The first four rounds generated investments worth $760 million and delivered 1047 new base stations across Australia.
The government has now committed a further $160 million to the program under Rounds 5 and 6. The Department of Communications and the Arts says mobile phone services currently reach 99 per cent of the Australian population.
But with the population and coverage, tightly clustered along the coastline, large swathes of the interior have little or no access.
Telstra reportedly reaches 99 per cent of the population and 31 per cent of Australia’s landmass, while Optus reaches 98.5 per cent of people and 13 per cent of the country’s area. For Vodafone, the figures are 96 per cent and 10 per cent respectively. Moreover, the black spots program can do little to alleviate problems caused by buildings and other construction.
Powertec aims to help customers improve their reception with the Cel-Fi smart repeater, the only mobile signal repeater approved by the carriers and registered with the Australian Communications and Media Authority.

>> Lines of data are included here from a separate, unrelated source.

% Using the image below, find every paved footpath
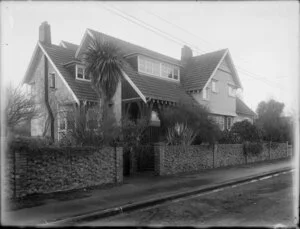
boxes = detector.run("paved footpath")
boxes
[1,159,295,226]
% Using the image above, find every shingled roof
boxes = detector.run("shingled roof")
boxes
[60,41,79,52]
[77,29,181,66]
[182,49,227,91]
[41,43,98,101]
[236,97,256,116]
[32,40,195,104]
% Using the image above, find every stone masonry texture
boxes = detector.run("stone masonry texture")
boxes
[154,143,293,176]
[5,147,123,197]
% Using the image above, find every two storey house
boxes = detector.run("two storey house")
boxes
[23,22,255,139]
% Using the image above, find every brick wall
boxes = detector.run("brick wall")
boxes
[154,143,292,175]
[5,147,123,197]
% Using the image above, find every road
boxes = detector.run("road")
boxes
[81,172,296,227]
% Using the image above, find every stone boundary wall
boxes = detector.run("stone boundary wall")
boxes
[154,143,292,176]
[5,147,123,198]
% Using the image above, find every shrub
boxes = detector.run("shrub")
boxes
[218,130,242,144]
[243,142,263,156]
[118,117,149,150]
[159,101,218,144]
[167,123,196,146]
[230,120,262,142]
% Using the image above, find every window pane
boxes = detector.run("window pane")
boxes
[153,62,160,76]
[139,57,146,72]
[174,68,179,80]
[59,118,66,130]
[77,67,83,79]
[162,64,173,78]
[87,120,97,130]
[67,120,75,130]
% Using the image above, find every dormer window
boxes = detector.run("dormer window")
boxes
[228,85,236,97]
[138,56,180,80]
[76,65,90,81]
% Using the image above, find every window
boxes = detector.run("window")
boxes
[59,118,66,130]
[138,56,160,76]
[50,73,55,88]
[211,80,218,93]
[67,120,75,130]
[87,119,98,130]
[174,68,179,80]
[76,65,90,80]
[138,56,179,80]
[203,88,209,100]
[161,64,173,79]
[225,117,232,130]
[228,85,236,97]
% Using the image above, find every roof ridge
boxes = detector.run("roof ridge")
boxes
[192,48,229,58]
[61,40,79,46]
[87,28,181,62]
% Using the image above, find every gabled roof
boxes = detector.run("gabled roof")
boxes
[76,29,181,66]
[124,62,194,104]
[24,40,194,104]
[182,49,241,91]
[236,97,256,116]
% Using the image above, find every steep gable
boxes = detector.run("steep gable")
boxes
[182,49,226,91]
[236,98,256,117]
[182,49,241,91]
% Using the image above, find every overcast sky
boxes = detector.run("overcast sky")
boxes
[0,1,299,113]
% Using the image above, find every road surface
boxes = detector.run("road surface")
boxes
[80,172,297,226]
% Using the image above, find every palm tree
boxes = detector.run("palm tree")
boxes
[83,39,126,124]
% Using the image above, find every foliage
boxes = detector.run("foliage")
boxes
[159,103,219,144]
[83,39,126,125]
[230,120,262,142]
[167,123,196,146]
[243,141,263,156]
[256,99,292,142]
[218,130,242,144]
[120,114,149,150]
[60,106,120,146]
[4,86,38,135]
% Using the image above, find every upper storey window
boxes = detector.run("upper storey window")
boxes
[76,65,90,81]
[138,56,179,80]
[139,57,160,76]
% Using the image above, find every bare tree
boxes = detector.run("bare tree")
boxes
[4,85,38,134]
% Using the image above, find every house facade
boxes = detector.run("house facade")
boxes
[23,22,255,139]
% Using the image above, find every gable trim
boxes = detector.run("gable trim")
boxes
[59,41,67,48]
[202,49,228,91]
[38,42,79,104]
[122,70,147,103]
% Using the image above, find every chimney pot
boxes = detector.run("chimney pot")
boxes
[181,45,193,63]
[39,21,51,45]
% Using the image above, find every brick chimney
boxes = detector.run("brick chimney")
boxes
[39,21,51,44]
[181,45,193,63]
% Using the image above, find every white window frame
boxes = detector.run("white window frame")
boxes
[75,64,91,81]
[138,56,180,81]
[211,79,219,93]
[50,72,56,89]
[225,116,233,130]
[202,87,209,100]
[228,84,236,97]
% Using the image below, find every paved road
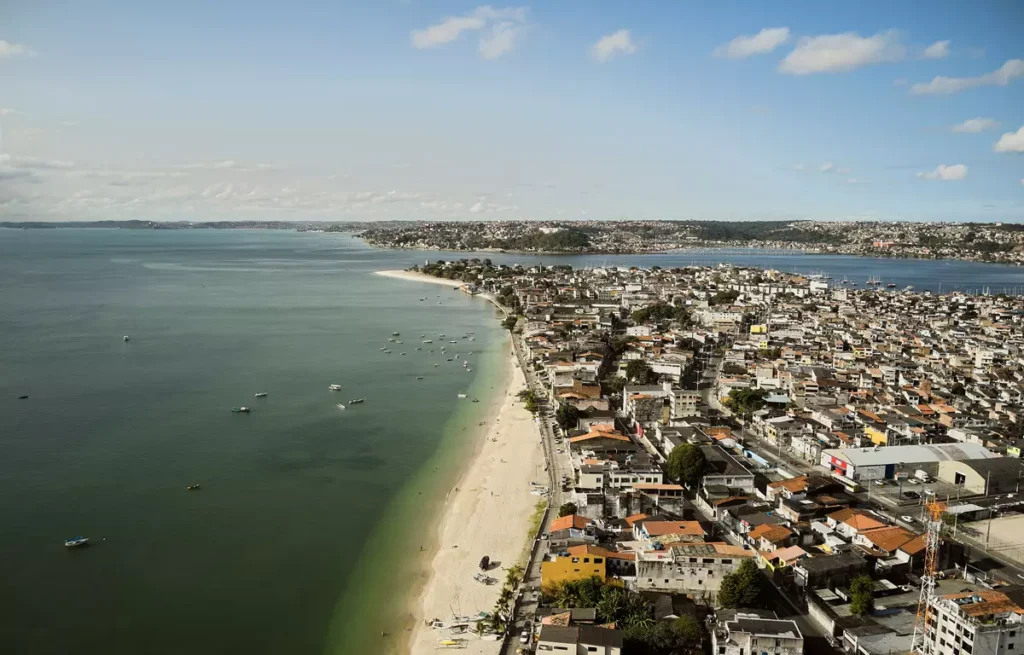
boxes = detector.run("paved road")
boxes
[502,335,571,655]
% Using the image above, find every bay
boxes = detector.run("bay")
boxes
[6,229,1024,654]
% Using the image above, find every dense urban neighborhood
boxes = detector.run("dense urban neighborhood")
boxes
[415,257,1024,655]
[362,220,1024,263]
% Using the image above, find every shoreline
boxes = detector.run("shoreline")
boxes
[407,353,547,655]
[376,270,548,655]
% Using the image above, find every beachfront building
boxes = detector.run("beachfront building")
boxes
[711,610,804,655]
[541,547,607,587]
[634,543,756,603]
[537,624,623,655]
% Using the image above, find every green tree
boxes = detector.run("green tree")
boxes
[850,575,874,616]
[555,403,580,431]
[718,558,761,609]
[558,503,579,517]
[626,359,651,384]
[665,443,708,487]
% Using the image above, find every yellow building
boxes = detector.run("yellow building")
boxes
[864,426,889,446]
[541,555,606,586]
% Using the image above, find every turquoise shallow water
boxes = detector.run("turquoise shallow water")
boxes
[0,229,1024,654]
[0,230,506,653]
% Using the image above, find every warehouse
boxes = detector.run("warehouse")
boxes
[821,443,998,481]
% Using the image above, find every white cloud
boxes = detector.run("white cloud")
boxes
[8,157,75,170]
[910,59,1024,95]
[410,5,527,59]
[590,30,637,61]
[949,117,999,134]
[918,164,967,182]
[179,160,276,173]
[0,40,36,59]
[922,41,952,59]
[715,28,790,59]
[778,30,906,75]
[992,126,1024,152]
[479,20,526,59]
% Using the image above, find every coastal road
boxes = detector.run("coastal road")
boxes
[502,334,567,655]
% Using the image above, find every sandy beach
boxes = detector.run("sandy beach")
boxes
[377,270,466,289]
[410,355,547,654]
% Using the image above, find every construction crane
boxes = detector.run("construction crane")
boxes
[910,496,946,655]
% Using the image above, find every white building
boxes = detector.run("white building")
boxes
[924,590,1024,655]
[711,611,804,655]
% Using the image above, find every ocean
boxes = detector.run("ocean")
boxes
[6,229,1024,655]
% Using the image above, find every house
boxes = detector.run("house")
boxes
[634,543,755,602]
[711,610,804,655]
[541,545,607,587]
[537,625,623,655]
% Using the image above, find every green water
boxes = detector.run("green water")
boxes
[0,230,507,654]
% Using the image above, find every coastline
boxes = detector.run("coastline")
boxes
[408,354,547,654]
[374,270,466,289]
[376,270,547,655]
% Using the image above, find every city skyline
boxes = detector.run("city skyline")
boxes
[0,0,1024,222]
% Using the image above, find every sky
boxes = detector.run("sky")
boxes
[0,0,1024,221]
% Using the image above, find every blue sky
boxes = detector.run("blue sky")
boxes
[0,0,1024,221]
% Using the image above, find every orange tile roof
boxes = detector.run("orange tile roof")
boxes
[768,475,807,493]
[748,523,793,543]
[860,525,918,553]
[623,514,647,527]
[548,514,593,532]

The US manufacturer of the Cel-Fi range, San Diego-based Nextivity, says its mobile signal repeaters are approved for use by nearly 200 mobile network operators in 100 countries.
McDonald says Powertec has established itself as the biggest distributor of Cel-Fi products in the world, partly by rising to the challenge of Australia’s difficult environment and partly by making the tactical decision to sell directly to consumers, not only through telcos.
Australian consumers are certainly willing to take matters into their own hands, as evidenced by the use of unapproved mobile signal repeaters.
McDonald says illegal repeaters cause interference, partly because they amplify all signals in the neighbourhood, not just the target signal.
‘‘Some signs that there is an illegal repeater in your area can be that your TV doesn’t work, and your car and garage remotes don’t work,’’ he says.
‘‘Our devices can be set to amplify a particular signal, and won’t over-amplify it, so it won’t flood the building so that other systems don’t work.’’
Powertec partners with local resellers to design and install systems for businesses hampered by connectivity problems.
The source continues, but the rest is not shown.